The git cycle (in GitSyncBackend.sync) is: git add -A, commit if anything is staged, then git fetch origin, integrate origin/main with git rebase, and git push -u origin main. The branch is always main. The reindex afterward matters because pulling brings in markdown from other machines and the SQLite index is derived; rebuilding keeps search in step with the freshly synced files. The test test_sync_memory_reindexes_so_pulled_notes_are_searchable proves a pulled note is searchable on the receiving machine with no manual reindex.

Returned shape:

{
  "pushed": true,      // did we push new commits?
  "pulled": 2,         // commit count pulled from the remote
  "conflicted": false, // true if a rebase conflict was surfaced
  "head": "3237e8f",   // short HEAD after the cycle
  "indexed": 42,       // notes reindexed from markdown
  "detail": "synced"
}

Two behaviors to know:

  • No remote configured. If resolve_remote() returned None, sync just commits locally and returns pushed=false, conflicted=false, with detail explaining there is no remote (it contains the substring remote). Asserted by test_memory_sync_without_remote_commits_locally.
  • Conflict policy. On a rebase conflict the backend aborts the rebase, keeps your local edits in place, does not push, and returns conflicted=true with detail telling you to resolve and re-sync. It never silently drops either side.

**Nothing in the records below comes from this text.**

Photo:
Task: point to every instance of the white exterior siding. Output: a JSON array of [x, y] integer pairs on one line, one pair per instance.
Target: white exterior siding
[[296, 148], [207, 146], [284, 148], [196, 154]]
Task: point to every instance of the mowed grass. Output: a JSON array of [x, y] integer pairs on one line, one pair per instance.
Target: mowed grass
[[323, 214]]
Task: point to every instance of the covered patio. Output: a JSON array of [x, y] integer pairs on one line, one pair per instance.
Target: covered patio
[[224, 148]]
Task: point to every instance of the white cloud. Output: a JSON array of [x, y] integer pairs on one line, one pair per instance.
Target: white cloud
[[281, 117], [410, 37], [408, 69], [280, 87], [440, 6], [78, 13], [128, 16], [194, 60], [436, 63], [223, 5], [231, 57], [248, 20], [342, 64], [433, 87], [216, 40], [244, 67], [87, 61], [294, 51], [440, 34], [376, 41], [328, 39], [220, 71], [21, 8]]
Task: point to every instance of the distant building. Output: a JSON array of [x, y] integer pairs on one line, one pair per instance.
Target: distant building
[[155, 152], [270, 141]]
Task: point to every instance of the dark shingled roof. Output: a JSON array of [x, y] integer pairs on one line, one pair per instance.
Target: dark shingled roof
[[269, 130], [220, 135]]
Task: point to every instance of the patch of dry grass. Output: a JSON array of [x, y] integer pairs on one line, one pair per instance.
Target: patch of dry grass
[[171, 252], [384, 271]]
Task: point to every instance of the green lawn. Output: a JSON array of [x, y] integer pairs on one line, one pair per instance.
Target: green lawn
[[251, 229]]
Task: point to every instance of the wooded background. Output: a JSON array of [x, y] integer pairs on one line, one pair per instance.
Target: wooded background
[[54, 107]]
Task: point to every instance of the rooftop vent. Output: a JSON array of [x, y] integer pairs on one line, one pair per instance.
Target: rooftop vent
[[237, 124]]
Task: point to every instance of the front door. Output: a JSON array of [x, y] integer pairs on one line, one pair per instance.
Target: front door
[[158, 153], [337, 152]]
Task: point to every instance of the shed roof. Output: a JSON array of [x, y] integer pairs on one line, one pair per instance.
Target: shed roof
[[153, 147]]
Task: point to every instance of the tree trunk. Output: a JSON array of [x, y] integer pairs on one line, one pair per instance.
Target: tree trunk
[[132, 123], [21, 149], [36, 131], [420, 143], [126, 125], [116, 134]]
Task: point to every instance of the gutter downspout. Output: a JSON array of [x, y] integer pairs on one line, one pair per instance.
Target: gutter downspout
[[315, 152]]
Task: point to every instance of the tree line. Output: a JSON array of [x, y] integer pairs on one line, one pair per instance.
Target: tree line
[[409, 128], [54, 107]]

The force flag is accepted in the signature but reserved for future use: memory_sync ignores it entirely and always calls sync_memory(store, backend). Passing force=true changes nothing today. Do not rely on it.

Concurrency model

Multiple Claude Code sessions can target the same store at once, and FastMCP runs synchronous tool functions in a worker threadpool. So the store's single SQLite connection is shared across threads. Three things make that safe, all set up in MemoryStore.__init__:

self._db = sqlite3.connect(self.db_path, check_same_thread=False)
self._db.row_factory = sqlite3.Row
self._db.execute("PRAGMA journal_mode=WAL")
self._db.execute("PRAGMA busy_timeout=5000")
  • check_same_thread=False lets the threadpool reuse the one connection across threads. This relies on SQLite's serialized threadsafety.
  • WAL mode (journal_mode=WAL) lets readers and a writer proceed concurrently without the readers blocking on the writer.
  • busy_timeout=5000 (5000 milliseconds) makes a contended write wait and retry for up to five seconds instead of failing immediately with "database is locked".

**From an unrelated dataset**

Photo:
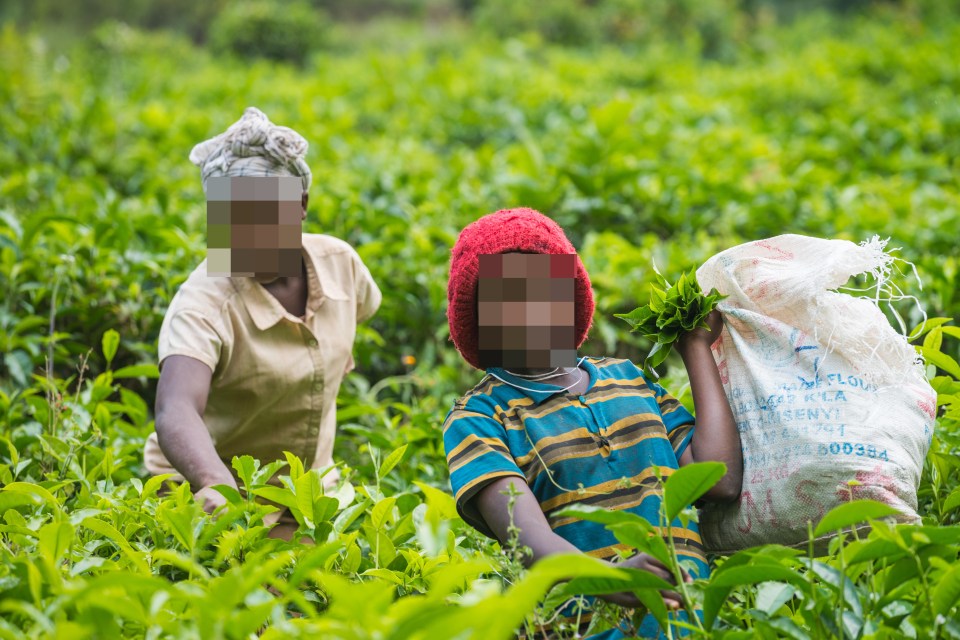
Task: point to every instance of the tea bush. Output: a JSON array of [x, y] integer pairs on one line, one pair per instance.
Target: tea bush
[[844, 129]]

The index database is never synced. It lives at <home>/index.db, outside the git-managed memory/ tree, and is always rebuildable from markdown via store.reindex(). This is the deliberate lesson from the claude-brain DB-corruption incident: sync markdown over git, rebuild the index locally on each machine, never copy the live DB file between machines.

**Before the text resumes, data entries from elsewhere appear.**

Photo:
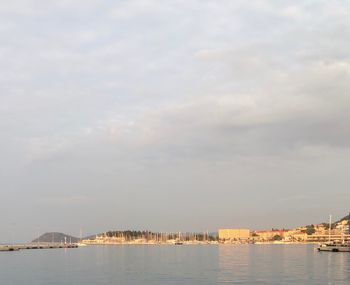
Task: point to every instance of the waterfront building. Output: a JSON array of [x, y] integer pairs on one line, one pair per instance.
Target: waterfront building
[[234, 235]]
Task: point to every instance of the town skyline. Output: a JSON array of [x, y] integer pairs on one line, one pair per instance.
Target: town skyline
[[172, 114]]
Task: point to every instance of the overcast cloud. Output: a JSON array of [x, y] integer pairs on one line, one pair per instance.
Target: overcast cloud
[[172, 115]]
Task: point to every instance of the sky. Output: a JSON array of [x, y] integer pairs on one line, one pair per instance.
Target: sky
[[172, 115]]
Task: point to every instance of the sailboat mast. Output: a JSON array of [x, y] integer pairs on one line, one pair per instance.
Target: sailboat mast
[[330, 228]]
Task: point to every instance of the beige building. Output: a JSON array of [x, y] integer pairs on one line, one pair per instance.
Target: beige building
[[233, 234]]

The index schema is versioned (_SCHEMA_VERSION = 1, tracked in PRAGMA user_version). On startup, if an existing DB is at a lower version, the store drops the derived tables, recreates them with the current schema, and reindexes from markdown. Because the index is fully derived, this migration is lossless: the markdown files are untouched.

Testing the wiring yourself

Run the server test suite from the server/ package:

cd server
uv run pytest tests/test_server.py -v

The suite covers home and machine-id resolution, each pure tool function against a temp store, the exact set of five registered tools, the read-only annotations, an end-to-end write-then-search through an in-memory Client, the bound machine id, the sync-and-reindex round trip across two stores sharing a bare git remote, and the no-remote local-commit path.

Honest status

  • The server, the five tools, the annotations, and the concurrency model described here are all shipped and tested.
  • The one-line install via PyPI is live: uv tool install anamnesis-memory && anamnesis init. The PyPI distribution name is anamnesis-memory, but the import package and the installed CLI command stay anamnesis. Installing from source with uv pip install -e ".[mcp,dev]" in server/ is the path for contributors and local development.